I am working with large, very large amount of very simple data (point clouds). I want to insert this data into a simple table in a Postgresql database using Python.
An example of the insert statement I need to execute is as follows:
INSERT INTO points_postgis (id_scan, scandist, pt) VALUES (1, 32.656, **ST_MakePoint**(1.1, 2.2, 3.3));
Note the call to the Postgresql function ST_MakePoint in the INSERT statement.
I must call this billions (yes, billions) of times, so obviously I must insert the data into the Postgresql in a more optimized way. There are many strategies to bulk insert the data as this article presents in a very good and informative way (insertmany, copy, etc).
https://hakibenita.com/fast-load-data-python-postgresql
But no example shows how to do these inserts when you need to call a function on the server-side. My question is: how can I bulk INSERT data when I need to call a function on the server-side of a Postgresql database using psycopg?
Any help is greatly appreciated! Thank you!
Please note that using a CSV doesn't make much sense because my data is huge.
Alternatively, I tried already to fill a temp table with simple columns for the 3 inputs of the ST_MakePoint function and then, after all data is into this temp function, call a INSERT/SELECT. The problem is that this takes a lot of time and the amount of disk space I need for this is nonsensical.
The most important, in order to do this within reasonable time, and with minimum effort, is to break this task down into component parts, so that you could take advantage of different Postgres features seperately.
Firstly, you will want to first create the table minus the geometry transformation. Such as:
create table temp_table (
id_scan bigint,
scandist numeric,
pt_1 numeric,
pt_2 numeric,
pt_3 numeric
);
Since we do not add any indexes and constraints, this will be most likely the fastest way to get the "raw" data into the RDBMS.
The best way to do this would be with COPY method, which you can use either from Postgres directly (if you have sufficient access), or via the Python interface by using https://www.psycopg.org/docs/cursor.html#cursor.copy_expert
Here is example code to achieve this:
iconn_string = "host={0} user={1} dbname={2} password={3} sslmode={4}".format(target_host, target_usr, target_db, target_pw, "require")
iconn = psycopg2.connect(iconn_string)
import_cursor = iconn.cursor()
csv_filename = '/path/to/my_file.csv'
copy_sql = "COPY temp_table (id_scan, scandist, pt_1, pt_2, pt_3) FROM STDIN WITH CSV HEADER DELIMITER ',' QUOTE '\"' ESCAPE '\\' NULL AS 'null'"
with open(csv_filename, mode='r', encoding='utf-8', errors='ignore') as csv_file:
import_cursor.copy_expert(copy_sql, csv_file)
iconn.commit()
The next step will be to efficiently create the table you want, from the existing raw data. You will then be able to create your actual target table with single SQL statement, and let RDBMS to do its magic.

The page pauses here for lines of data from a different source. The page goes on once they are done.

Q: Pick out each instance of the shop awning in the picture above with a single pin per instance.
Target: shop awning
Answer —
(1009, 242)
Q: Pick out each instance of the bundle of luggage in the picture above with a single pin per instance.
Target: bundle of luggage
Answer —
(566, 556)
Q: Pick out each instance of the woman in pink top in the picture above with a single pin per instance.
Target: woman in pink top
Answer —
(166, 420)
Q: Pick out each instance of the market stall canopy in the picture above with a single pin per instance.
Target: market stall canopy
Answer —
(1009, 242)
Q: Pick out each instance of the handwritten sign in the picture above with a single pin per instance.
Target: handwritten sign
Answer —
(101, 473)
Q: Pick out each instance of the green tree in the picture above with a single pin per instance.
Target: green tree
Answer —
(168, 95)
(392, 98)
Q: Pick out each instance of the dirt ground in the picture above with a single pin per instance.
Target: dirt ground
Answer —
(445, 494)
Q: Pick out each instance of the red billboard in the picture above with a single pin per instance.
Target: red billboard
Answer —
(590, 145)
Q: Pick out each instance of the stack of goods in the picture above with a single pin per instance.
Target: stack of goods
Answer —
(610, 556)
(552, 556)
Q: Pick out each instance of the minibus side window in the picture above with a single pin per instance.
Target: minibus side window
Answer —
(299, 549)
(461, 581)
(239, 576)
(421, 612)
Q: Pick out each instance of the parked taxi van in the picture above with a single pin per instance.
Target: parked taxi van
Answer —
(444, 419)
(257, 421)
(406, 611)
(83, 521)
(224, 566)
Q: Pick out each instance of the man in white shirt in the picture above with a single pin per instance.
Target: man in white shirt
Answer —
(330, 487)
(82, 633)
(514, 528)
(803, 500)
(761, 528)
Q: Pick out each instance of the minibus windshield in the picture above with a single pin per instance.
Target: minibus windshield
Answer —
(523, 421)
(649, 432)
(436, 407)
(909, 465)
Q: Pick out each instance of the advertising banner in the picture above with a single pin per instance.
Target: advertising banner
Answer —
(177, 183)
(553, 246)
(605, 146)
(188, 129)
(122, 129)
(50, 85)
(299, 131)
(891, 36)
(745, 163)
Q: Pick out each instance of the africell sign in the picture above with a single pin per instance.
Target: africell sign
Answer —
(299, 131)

Once data is in the RDBMS, makes sense to optimize it a little and add an index or two if applicable (primary or unique index preferably to speed up transformation)
This will be dependent on your data / use case, but something like this should help:
alter table temp_table add primary key (id_scan); --if unique
-- or
create index idx_temp_table_1 on temp_table(id_scan); --if not unique
To move data from raw into your target table:
with temp_t as (
select id_scan, scandist, ST_MakePoint(pt_1, pt_2, pt_3) as pt from temp_table
)
INSERT INTO points_postgis (id_scan, scandist, pt)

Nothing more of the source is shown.